ISBN-13: 9781498528146

Historians have established a norm whereby President Eisenhower's actions in relation to the dawn of the space age are judged solely as a response to the Soviet launch of the Sputnik satellite, and are indicative of a passive, negative presidency. His low-key actions are seen merely as a prelude to the US triumph in space which is largely bookended first by President Kennedy’s man-to-the-moon pledge in 1961, and finally by Neil Armstrong’s moon landing eight years later. This book presents an alternative view of the development of space policy during Eisenhower’s administration, assessing the hypothesis that his space policy was not a reaction to the heavily-propagandized Soviet satellite launches, or even the effect they caused in the US political and military elites, but the continuation of a strategic journey. This study engages with three distinct but converging strands of literature and proposes a revised interpretation of Eisenhower’s actions in relation to rockets, missiles and satellites: namely that Eisenhower was operating on a parallel path to the established norm that started with the Bikini Atoll Castle H-bomb tests; developed through the CIA's reconnaissance efforts and was distilled in the Aeronautics and Space Act of 1958 which set a policy for US involvement in outer space that matched Eisenhower’s desire for a balanced budget and fundamental belief in maintaining peace. President Eisenhower was not interested in joining a “space race”: while national security underpinned his thinking, his space policy actions were strategic steps that actively sidestepped internecine armed forces rivalry, and provided a logical next step for both civilian and military space programs at the completion of the International Geophysical Year. In reassessing the United States’ first space policy, the book adds to the revisionism under way in relation to the Eisenhower presidency, focusing on the “Helping Hands” that enabled him to wage peace.

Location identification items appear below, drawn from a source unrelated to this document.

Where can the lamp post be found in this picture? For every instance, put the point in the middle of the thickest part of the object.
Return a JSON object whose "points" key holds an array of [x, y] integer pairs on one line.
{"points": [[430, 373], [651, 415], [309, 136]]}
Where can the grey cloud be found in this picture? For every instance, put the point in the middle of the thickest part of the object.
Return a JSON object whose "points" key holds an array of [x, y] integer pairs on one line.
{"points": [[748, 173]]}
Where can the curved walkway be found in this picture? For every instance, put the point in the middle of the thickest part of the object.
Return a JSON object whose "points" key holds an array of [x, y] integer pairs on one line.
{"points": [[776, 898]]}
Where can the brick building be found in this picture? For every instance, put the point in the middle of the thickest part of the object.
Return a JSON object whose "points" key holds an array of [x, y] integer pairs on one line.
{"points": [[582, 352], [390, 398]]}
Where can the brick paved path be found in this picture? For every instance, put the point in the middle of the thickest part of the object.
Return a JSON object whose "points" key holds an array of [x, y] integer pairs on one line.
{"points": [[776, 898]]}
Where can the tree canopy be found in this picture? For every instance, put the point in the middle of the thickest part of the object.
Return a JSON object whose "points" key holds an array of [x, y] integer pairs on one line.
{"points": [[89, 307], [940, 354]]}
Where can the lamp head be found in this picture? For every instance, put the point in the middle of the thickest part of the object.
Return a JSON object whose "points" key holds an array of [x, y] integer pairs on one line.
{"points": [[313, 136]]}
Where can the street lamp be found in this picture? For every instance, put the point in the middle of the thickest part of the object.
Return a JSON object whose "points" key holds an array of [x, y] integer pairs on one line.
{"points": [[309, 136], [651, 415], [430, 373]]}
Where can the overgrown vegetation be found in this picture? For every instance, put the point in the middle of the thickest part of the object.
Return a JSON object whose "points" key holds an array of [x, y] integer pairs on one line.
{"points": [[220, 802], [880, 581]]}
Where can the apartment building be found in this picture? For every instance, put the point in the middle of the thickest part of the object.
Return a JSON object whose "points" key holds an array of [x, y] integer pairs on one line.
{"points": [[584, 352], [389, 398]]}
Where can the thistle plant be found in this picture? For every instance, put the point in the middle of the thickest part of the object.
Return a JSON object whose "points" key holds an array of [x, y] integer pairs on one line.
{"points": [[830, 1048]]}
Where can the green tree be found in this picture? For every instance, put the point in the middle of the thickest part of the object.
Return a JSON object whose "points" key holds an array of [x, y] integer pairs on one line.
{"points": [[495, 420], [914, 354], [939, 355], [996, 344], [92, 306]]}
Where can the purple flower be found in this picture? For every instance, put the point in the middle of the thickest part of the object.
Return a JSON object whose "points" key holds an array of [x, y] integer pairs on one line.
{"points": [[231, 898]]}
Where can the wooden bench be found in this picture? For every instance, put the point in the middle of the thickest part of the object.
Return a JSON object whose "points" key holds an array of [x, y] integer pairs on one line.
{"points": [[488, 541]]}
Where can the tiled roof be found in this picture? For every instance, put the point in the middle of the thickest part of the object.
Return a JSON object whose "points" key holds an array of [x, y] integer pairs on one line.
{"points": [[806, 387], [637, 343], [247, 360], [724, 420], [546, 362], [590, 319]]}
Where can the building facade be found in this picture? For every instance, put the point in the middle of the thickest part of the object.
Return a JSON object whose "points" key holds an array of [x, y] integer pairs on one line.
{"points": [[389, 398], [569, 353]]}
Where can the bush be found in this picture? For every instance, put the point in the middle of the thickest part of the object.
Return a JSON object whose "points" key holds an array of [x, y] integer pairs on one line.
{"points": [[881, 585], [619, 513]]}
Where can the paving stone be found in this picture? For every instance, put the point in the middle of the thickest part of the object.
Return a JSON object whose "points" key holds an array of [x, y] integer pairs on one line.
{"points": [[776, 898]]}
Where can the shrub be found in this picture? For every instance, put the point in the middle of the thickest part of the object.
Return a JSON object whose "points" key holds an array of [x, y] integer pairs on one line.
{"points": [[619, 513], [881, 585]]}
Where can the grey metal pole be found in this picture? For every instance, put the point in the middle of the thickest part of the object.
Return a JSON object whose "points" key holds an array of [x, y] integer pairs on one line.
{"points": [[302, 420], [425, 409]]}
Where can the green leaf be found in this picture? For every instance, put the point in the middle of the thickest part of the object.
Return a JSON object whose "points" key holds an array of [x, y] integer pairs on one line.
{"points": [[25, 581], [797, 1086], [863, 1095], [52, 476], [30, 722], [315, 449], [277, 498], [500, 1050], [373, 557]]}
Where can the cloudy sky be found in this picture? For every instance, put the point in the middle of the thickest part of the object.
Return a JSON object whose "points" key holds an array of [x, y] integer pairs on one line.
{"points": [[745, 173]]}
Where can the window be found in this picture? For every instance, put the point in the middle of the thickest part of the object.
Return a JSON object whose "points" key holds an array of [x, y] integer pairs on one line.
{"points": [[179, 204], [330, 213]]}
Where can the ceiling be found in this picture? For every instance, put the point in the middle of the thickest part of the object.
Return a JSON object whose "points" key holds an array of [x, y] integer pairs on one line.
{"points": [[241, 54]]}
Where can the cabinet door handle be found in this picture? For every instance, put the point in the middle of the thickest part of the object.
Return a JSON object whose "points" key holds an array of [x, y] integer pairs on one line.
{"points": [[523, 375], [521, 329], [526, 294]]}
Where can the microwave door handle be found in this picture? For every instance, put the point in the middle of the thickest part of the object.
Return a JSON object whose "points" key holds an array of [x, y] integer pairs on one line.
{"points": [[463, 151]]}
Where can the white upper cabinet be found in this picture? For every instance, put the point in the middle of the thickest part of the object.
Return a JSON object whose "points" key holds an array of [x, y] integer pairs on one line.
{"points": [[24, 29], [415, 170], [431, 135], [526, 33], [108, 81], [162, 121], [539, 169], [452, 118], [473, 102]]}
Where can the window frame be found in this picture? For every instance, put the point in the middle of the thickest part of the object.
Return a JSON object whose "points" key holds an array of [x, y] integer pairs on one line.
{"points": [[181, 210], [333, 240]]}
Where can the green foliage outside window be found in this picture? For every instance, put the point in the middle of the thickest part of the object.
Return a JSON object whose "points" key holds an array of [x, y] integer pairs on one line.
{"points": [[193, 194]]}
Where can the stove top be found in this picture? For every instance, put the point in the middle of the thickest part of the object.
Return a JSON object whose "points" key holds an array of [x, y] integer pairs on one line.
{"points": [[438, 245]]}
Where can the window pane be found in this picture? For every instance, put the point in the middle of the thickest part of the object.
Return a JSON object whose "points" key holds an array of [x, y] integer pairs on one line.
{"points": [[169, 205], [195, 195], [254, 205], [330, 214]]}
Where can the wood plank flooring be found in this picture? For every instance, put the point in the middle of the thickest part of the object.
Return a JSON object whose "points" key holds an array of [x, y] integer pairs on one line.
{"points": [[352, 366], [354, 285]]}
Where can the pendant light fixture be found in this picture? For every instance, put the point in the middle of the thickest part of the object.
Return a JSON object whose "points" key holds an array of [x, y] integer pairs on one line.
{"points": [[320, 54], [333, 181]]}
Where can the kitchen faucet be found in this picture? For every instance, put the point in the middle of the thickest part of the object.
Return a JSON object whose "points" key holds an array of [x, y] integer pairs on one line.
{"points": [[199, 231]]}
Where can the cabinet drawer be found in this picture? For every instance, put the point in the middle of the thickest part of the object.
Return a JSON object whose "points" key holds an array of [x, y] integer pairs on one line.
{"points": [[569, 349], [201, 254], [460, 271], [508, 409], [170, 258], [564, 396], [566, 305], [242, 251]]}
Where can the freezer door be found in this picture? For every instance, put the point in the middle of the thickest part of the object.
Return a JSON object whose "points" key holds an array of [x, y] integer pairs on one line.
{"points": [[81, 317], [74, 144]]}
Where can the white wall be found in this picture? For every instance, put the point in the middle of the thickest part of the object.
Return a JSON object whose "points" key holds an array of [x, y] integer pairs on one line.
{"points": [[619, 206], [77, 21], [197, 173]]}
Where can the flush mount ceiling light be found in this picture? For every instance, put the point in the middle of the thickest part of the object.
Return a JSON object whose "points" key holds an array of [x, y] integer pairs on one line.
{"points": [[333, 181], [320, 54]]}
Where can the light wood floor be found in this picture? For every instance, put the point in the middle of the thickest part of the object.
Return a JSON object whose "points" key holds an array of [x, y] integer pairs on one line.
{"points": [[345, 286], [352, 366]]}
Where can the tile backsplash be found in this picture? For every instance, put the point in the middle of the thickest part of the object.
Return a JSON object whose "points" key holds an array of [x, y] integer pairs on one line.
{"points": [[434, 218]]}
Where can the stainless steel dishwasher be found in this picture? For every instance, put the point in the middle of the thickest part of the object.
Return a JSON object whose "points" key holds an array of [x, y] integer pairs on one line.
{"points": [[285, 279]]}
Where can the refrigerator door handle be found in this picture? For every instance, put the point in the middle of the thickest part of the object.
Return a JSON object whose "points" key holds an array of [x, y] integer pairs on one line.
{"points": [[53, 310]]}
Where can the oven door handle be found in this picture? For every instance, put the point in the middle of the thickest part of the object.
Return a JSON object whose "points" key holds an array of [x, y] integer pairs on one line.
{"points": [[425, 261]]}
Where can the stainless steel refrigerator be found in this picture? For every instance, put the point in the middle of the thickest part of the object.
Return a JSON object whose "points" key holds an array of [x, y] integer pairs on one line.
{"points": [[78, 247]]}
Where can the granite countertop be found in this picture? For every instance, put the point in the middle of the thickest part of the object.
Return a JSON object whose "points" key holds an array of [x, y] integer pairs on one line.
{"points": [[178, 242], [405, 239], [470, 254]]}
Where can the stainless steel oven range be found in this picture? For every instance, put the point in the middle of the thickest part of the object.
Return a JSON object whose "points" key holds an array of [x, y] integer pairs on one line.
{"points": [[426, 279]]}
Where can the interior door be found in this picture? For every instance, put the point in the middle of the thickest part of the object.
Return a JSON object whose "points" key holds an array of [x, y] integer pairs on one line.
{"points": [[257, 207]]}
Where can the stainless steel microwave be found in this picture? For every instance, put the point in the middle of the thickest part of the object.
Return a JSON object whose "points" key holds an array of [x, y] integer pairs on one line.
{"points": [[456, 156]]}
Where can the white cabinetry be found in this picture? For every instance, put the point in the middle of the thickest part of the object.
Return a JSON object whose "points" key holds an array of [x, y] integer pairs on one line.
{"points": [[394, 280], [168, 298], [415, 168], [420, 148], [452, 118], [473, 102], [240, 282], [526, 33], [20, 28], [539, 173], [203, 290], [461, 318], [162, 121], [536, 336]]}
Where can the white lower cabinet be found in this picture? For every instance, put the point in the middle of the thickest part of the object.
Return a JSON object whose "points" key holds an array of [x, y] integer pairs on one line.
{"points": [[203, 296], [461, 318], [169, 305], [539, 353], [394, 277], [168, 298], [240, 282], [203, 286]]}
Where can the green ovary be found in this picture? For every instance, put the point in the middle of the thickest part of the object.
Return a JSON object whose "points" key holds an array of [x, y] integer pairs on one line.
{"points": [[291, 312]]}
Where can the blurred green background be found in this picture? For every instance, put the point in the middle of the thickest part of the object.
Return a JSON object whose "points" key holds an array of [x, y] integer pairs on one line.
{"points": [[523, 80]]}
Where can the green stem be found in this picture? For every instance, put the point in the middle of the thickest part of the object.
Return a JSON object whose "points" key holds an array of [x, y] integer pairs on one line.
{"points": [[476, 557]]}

Shanahan draws on extensive archival research to defend Eisenhower as a pragmatic leader who put national security ahead of partisan political advantage. He rebuts the still-widespread view that Eisenhower was caught by surprise by Sputnik. Ike had a robust plan for developing US rocketry and space reconnaissance capacity from 1955 on, and did not see any need to change that. Hysteria was fanned by Lyndon Johnson, scheming to become the Democratic presidential nominee, and by scientists and defense lobbyists seeking to boost the military budget. That led to Ike’s approval dropping from 79 percent to 57 percent in three months. However, Ike “had no interest whatsoever in weaponizing space nor in engaging in a fatuous race that seemed to define outer space only as a Cold War battlefield." He could not share information from secret U2 overflights that proved the USSR was lagging in missile capacity. It was a “misstep” for Ike to go golfing the weekend after Sputnik I, but he was much better at handling the media in the wake of Sputnik II. This is an important contribution to Cold War history and very relevant in the era of “fake news” and the chasm between media debate and sound national security policy. Summing Up: Highly recommended. Upper-division undergraduates through faculty.